There are “engay” foods that are products like salmon that are chopped and formed and reformed to take their natural shapes designed specifically to help seniors avoid choking and DULCE is a new strain of seaweed that has 3x the nutritional value of kale – and tastes like - bacon! Ahimi Nigiri is being sold in Whole Foods and is a vegan sushi made from tomatoes.

The most exciting future option may well be based on our DNA, determining what foods we need to achieve that “fountain of youth” that Ponce DeLeon once promised. It’s not in Florida after all, just in every supermarket. Back in 2005 Hy-Vee, Byerly's and supermarkets sold Cellf, a DNA kit with a singular trait for heart disease or diabetes among others. Consumers were not ready. 

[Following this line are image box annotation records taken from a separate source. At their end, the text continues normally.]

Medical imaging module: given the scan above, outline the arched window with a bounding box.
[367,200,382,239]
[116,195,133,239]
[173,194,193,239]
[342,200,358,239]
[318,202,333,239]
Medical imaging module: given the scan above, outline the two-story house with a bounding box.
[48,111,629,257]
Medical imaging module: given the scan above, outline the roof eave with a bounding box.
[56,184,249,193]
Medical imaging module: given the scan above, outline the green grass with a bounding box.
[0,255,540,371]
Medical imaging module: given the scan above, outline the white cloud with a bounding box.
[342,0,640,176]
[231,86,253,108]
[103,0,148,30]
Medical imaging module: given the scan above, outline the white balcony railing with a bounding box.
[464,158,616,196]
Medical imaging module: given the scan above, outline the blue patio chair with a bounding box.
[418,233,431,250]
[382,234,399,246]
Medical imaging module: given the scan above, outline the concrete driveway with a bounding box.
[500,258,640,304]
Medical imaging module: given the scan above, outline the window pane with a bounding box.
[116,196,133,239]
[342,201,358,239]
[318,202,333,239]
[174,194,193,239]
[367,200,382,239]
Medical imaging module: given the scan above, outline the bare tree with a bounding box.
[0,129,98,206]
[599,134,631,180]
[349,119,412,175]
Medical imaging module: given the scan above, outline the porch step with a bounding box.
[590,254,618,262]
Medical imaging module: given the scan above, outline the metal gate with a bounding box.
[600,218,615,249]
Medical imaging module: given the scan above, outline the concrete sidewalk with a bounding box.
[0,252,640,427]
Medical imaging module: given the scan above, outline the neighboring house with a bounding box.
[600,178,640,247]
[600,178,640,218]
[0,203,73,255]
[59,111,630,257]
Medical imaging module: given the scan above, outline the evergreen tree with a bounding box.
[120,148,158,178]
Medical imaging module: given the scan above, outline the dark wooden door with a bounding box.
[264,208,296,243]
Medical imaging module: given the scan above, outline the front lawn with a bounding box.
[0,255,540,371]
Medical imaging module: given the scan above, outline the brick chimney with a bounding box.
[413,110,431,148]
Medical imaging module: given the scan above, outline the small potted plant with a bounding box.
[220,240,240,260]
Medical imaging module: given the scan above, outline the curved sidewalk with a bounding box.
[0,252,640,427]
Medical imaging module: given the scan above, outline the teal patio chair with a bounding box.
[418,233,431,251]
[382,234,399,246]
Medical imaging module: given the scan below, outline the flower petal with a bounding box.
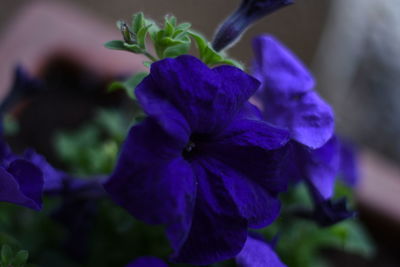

Now we are. Neil Grimmer, CEO of Habit (who brought us Plum Organics) is one of the leaders in this emerging space (based on his personal experience in gaining weight and seeing his health diminish) with his new DNA kit and nutritional foods startup Habit. Other companies like Fitnessgenes, WellnessFX, Cyrex Labs, EverylyWell, and Geno Palate all are trying to make DNA food discovery a new path to nutrition.